Dimitri flinches. Felix hates that it brings him a strange sort of satisfaction. "I wanted to see if you needed help with the horses." 

"I don't," Felix says. "I just finished." 

"Ah." Now it's Felix's turn to flinch. Dimitri looks utterly heartbroken. 

"Not your job anyway, prince."

"I am always willing to help a friend."

Felix purses his lips. "You're half an hour and one rainstorm too late for that."

"Sorry," Dimitri says sheepishly. "Can I walk you back?"

“Nothing I can do to stop you,” Felix says, staring at the ground. 

“Splendid.”

Felix rolls his eyes. 

The storm is raging even harder now, and the look Dimitri gives Felix, so deceptively open, like he’ll tell Felix anything if he could only gain the courage to ask, chills him to the bone faster than any storm could. 

A flash of lightning hits, followed closely by thunder. Dimitri flinches, staring at the sky with wild eyes. Felix peers at him closely. Is that monster of a man lurking, lingering just beneath the surface? Who knows what activates it? Dimitri could turn on him right now. Felix likes to believe he could take him, but then he remembers the brute strength Dimitri had shown earlier that day. He reconsiders, shivering. Thunder booms for a second time, loud enough to shake the ground beneath them. 

“Might we consider alternate forms of shelter?” Dimitri says, almost shouting to be heard over the storm. “We still have a ways to go…” 

It’s not that far, only a mere kilometer. But in this weather, Felix fears Dimitri may be right. 

He sighs. “Fine.” He grabs Dimitri’s arm, pulling him to the right. “There’s a chapel.” 

He doesn’t elaborate, and Dimitri, thankfully, doesn’t ask questions. In mere minutes, Felix is pushing open old, creaking doors, pulling Dimitri in after him.

The rain pounds on the roof above, but it’s quiet inside, save for the sounds of both Felix and Dimitri catching their breath. Dimitri sheds his cloak, and Felix shivers, regretting his decision to shuck down to his shirtsleeves before his untacking duties .

“You’re shivering,” Dimitri says, teeth chattering. 

“So are you,” Felix snaps. He turns away. 

“Felix,” Dimitri says. “Is everything alright?” 

Felix hesitates. He’s not sure if or how to answer the question, and his heart jumps at the thought of Dimitri’s potential reaction if he tells the truth.
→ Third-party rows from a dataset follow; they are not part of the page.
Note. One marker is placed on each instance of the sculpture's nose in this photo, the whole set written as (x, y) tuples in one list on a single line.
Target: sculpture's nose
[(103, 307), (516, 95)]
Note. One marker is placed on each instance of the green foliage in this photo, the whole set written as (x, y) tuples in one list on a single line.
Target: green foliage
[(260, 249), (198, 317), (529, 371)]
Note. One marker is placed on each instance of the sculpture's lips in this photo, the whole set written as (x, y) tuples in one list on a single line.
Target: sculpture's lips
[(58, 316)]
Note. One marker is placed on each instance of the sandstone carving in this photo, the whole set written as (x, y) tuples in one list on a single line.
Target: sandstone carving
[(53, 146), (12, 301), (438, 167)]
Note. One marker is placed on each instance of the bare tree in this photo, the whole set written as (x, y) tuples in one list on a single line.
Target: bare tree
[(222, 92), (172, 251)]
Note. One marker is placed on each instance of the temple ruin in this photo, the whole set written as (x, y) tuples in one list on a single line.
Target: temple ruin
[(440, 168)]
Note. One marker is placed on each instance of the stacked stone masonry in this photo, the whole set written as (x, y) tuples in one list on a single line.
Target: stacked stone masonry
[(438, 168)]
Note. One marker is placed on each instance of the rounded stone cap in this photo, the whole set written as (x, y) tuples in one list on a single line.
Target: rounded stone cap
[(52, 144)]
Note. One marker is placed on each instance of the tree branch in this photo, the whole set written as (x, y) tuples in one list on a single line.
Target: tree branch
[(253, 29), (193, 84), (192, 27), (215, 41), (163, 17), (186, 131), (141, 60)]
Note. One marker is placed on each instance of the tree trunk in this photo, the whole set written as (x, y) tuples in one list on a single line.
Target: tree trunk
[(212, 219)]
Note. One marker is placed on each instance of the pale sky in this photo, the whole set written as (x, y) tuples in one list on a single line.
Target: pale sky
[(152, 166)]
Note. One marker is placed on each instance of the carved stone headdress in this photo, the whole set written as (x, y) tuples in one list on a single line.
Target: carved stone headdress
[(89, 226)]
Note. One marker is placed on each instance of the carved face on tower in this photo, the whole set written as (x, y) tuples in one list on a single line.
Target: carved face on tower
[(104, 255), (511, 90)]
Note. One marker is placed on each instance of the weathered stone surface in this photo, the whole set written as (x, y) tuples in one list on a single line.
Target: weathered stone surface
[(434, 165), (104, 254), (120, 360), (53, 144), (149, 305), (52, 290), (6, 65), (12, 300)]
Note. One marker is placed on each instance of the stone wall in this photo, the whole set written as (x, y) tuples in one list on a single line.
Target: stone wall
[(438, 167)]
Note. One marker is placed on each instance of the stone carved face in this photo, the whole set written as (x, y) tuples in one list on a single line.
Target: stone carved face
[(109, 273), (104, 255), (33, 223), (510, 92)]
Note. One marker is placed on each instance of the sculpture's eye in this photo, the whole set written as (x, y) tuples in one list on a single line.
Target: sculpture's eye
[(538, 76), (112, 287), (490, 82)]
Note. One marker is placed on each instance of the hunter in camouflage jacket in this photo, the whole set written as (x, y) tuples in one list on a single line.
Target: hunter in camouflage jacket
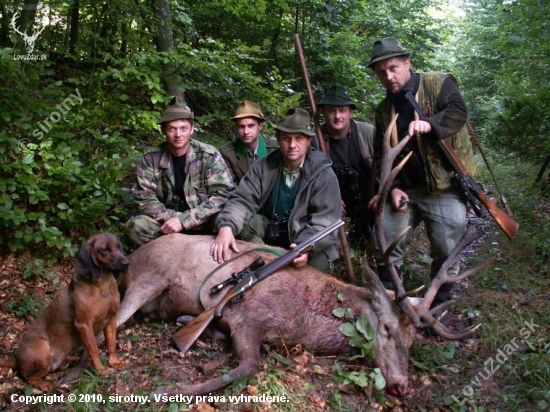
[(207, 185)]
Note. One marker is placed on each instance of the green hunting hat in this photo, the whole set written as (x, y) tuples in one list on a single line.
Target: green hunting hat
[(177, 109), (336, 96), (386, 48), (248, 109), (296, 121)]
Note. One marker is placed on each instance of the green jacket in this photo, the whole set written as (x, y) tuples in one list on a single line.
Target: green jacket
[(438, 170), (317, 203), (238, 158), (365, 138), (207, 184)]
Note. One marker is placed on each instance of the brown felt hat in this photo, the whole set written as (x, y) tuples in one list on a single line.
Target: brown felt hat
[(336, 96), (386, 48), (248, 109), (177, 109), (296, 121)]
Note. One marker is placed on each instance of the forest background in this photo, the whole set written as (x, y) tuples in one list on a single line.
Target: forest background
[(79, 113)]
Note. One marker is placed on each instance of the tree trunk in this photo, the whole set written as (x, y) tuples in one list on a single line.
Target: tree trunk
[(73, 26), (26, 21), (164, 42)]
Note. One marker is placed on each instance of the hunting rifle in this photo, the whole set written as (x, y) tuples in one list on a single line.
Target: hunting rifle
[(186, 336), (321, 142), (470, 188)]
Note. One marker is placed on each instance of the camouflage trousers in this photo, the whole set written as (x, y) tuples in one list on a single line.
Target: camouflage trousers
[(142, 229), (255, 232)]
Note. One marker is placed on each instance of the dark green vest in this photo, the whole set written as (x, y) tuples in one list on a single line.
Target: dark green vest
[(281, 200), (438, 170)]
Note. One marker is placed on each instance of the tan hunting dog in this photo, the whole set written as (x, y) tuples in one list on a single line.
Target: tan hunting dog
[(87, 306)]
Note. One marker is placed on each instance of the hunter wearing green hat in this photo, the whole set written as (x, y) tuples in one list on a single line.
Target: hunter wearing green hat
[(284, 198), (180, 185), (424, 190), (251, 143), (349, 144)]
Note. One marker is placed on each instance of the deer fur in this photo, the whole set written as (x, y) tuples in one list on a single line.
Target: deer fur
[(293, 306)]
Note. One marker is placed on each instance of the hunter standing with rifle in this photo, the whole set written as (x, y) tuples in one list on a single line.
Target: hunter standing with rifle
[(349, 144), (424, 190)]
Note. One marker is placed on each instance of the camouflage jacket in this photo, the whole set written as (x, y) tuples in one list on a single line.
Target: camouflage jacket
[(207, 184), (316, 206), (238, 158)]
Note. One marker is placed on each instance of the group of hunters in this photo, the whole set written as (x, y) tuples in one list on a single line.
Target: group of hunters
[(281, 191)]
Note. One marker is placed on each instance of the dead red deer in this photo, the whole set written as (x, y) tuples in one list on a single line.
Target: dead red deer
[(169, 277)]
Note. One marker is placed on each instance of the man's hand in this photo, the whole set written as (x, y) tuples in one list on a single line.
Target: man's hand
[(301, 260), (172, 225), (373, 203), (417, 127), (220, 248), (399, 200)]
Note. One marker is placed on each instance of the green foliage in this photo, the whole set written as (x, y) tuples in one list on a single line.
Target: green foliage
[(362, 336), (504, 73), (433, 357), (26, 307)]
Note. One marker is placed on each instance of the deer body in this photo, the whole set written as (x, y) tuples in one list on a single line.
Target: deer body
[(170, 277), (293, 306)]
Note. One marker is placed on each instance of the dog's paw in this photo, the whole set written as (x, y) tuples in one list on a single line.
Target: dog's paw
[(116, 363)]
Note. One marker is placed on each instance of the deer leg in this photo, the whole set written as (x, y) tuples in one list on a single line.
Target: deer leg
[(246, 343)]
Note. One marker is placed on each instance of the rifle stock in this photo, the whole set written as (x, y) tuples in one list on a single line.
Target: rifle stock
[(472, 190), (184, 338)]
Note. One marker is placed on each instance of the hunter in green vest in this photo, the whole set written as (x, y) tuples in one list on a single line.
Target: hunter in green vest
[(251, 143), (349, 144), (424, 189)]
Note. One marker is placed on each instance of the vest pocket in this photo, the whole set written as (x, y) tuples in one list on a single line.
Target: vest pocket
[(439, 177)]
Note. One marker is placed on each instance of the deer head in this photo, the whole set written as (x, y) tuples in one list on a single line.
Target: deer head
[(29, 40), (417, 310)]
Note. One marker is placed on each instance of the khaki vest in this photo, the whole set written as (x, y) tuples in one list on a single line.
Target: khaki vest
[(438, 169)]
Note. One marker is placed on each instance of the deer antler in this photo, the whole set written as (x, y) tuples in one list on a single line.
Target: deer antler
[(420, 313), (388, 174)]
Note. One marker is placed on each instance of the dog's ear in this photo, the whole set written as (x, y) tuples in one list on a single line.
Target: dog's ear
[(85, 263)]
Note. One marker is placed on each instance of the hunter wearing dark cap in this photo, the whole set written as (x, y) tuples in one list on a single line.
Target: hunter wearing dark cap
[(251, 143), (424, 190), (349, 145), (284, 198), (180, 185)]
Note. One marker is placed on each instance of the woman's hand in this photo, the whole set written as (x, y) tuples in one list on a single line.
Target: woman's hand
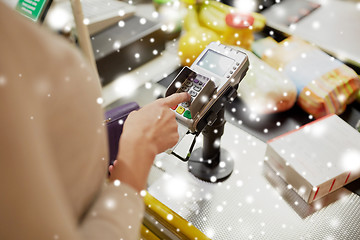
[(147, 132)]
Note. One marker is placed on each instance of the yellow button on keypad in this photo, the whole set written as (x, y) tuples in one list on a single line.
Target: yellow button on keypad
[(180, 110)]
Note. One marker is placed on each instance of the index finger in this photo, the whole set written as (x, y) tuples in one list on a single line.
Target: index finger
[(176, 98)]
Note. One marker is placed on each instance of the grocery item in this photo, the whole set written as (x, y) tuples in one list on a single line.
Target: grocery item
[(195, 39), (265, 90), (324, 84)]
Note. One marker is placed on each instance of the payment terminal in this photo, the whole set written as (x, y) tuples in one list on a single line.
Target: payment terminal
[(211, 80)]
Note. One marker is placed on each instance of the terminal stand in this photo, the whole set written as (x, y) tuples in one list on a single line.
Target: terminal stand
[(211, 163)]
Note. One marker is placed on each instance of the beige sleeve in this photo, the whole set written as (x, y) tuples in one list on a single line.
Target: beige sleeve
[(117, 212), (33, 202)]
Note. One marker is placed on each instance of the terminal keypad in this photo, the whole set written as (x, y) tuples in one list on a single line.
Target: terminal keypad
[(193, 86)]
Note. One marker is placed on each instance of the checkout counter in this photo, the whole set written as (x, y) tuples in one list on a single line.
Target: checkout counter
[(254, 202)]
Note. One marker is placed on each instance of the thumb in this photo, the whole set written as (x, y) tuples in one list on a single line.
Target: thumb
[(176, 98)]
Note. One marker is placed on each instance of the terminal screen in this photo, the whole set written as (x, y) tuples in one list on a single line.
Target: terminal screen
[(215, 62), (31, 8)]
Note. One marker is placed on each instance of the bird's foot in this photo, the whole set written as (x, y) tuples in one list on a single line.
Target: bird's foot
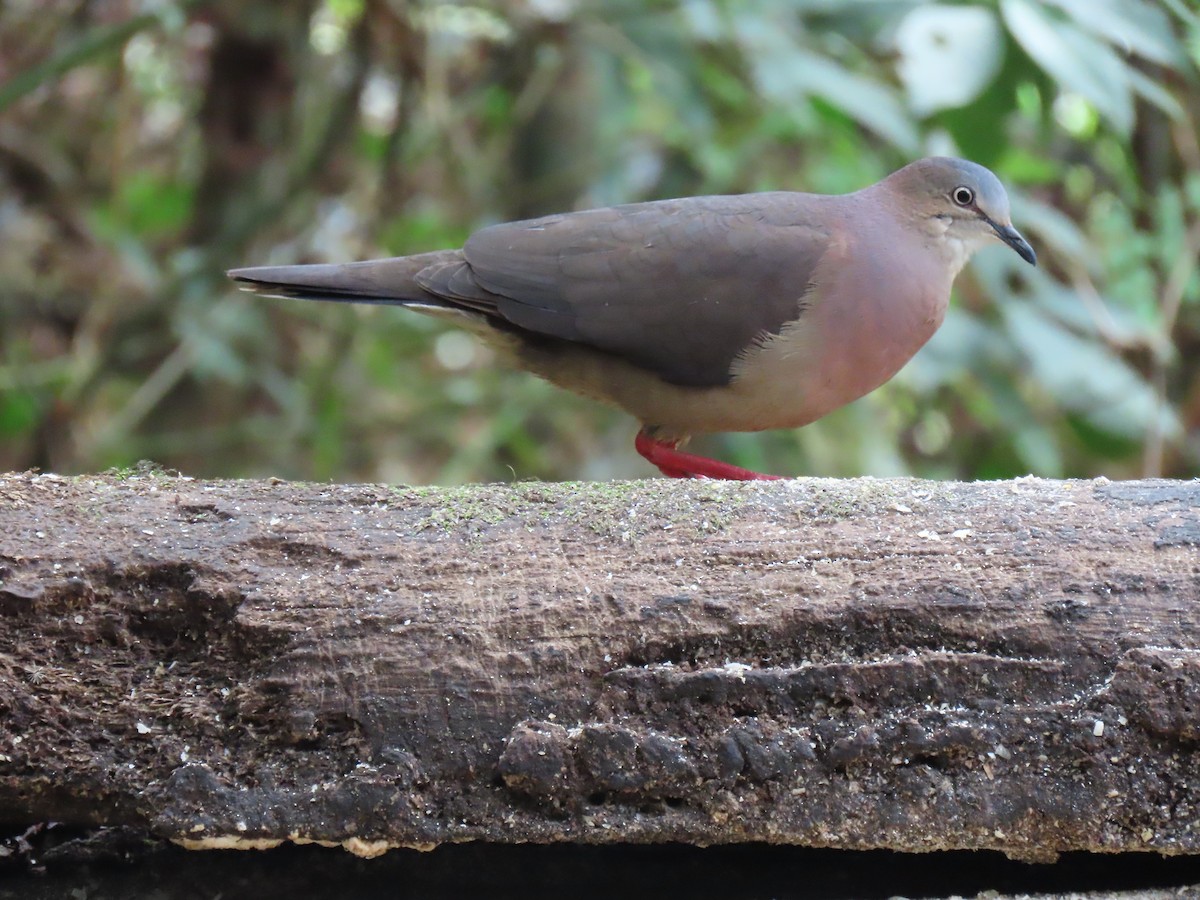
[(676, 463)]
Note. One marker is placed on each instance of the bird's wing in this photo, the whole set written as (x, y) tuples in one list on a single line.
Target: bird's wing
[(678, 287)]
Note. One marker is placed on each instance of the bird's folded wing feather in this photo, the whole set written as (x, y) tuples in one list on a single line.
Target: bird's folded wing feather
[(678, 287)]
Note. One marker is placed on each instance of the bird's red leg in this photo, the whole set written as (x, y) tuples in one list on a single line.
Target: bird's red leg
[(676, 463)]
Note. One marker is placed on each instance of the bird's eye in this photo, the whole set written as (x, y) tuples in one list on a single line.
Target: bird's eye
[(963, 196)]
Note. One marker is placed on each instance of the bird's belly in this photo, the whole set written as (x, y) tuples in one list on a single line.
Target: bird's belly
[(832, 357), (838, 355)]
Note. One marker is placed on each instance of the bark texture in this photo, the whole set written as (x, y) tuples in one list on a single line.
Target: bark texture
[(844, 664)]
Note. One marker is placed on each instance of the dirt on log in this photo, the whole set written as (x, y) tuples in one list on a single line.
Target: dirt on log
[(844, 664)]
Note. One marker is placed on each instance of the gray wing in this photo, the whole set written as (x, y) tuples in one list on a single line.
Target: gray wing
[(678, 287)]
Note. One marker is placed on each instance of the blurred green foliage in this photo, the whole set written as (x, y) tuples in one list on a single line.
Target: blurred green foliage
[(147, 147)]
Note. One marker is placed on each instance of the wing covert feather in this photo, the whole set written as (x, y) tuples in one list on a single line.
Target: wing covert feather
[(678, 287)]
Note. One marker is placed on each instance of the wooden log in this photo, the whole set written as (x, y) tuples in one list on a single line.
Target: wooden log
[(857, 664)]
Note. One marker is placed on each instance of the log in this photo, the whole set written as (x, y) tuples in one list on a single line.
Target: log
[(862, 664)]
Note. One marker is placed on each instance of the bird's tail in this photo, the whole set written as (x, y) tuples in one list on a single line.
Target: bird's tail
[(376, 281)]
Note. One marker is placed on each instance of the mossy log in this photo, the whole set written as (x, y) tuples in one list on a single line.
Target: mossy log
[(844, 664)]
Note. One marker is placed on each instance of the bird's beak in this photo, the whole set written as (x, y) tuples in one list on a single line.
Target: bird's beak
[(1013, 238)]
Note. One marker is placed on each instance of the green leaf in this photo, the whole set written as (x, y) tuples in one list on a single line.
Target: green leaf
[(1087, 378), (1132, 25), (18, 413), (1080, 63)]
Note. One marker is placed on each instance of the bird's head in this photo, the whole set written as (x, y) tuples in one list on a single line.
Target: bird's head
[(961, 202)]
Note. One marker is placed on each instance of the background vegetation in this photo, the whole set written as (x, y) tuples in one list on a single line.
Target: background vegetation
[(147, 147)]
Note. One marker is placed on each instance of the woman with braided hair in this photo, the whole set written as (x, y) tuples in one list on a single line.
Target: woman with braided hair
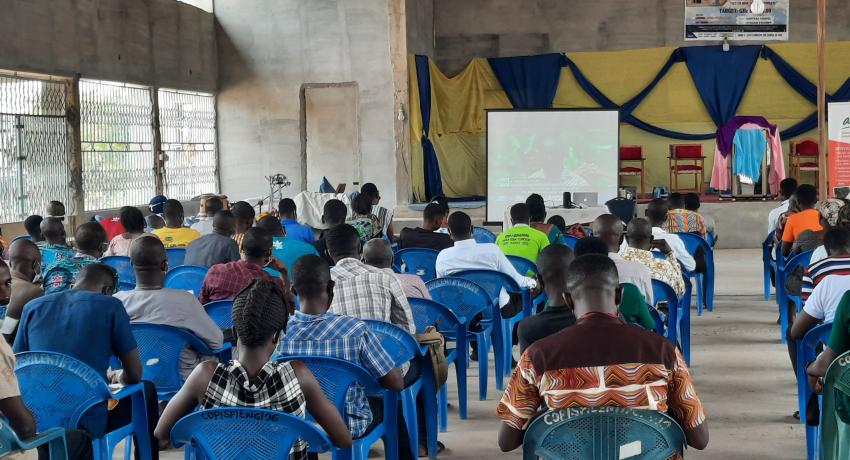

He can’t lie, though, and he can’t look at Dimitri as he says this. He  _ won’t  _ look at Dimitri as he says this. The room feels too full and too empty at once, and he’s stuck in church with a demon. 

“You became a beast.” 

Dimitri says nothing. Felix can hear the water dripping from Dimitri’s wet cloak, pinging against the ground and filling the chapel with the smell of wet wool. 

“Don’t try and deny it.” 

“I deny nothing,” Dimitri says, voice level. 

Felix scoffs. 

“Felix,” Dimitri says. “Look at me.” 

Felix doesn’t move, save for crossing his arms and setting his jaw. 

“Felix,” Dimitri repeats, and Felix can feel him hovering over his shoulder. “I’m not sure what it is you want me to say.” 

“There’s nothing to say.” 

“I am sorry you had to see me like that. It wasn’t my intention to… to worry you, my friend.” 

Felix squeezes his eyes shut. He bites his lip hard enough to bleed.

He turns. 

“Worried?” he says, and he’s not sure if he’s imagining the flash in Dimitri’s eyes. “I wasn’t worried _. _ I felt anything but as I watched you rip a man’s head from his shoulders. You disgust me.”

“Felix-”

“And I know who you are now, D-” Felix cuts himself off, huffing. He reaches a hand out, stabbing his index finger into Dimitri’s chest. “You’re nothing but a monster. No, less than that. A pig. A boar.” 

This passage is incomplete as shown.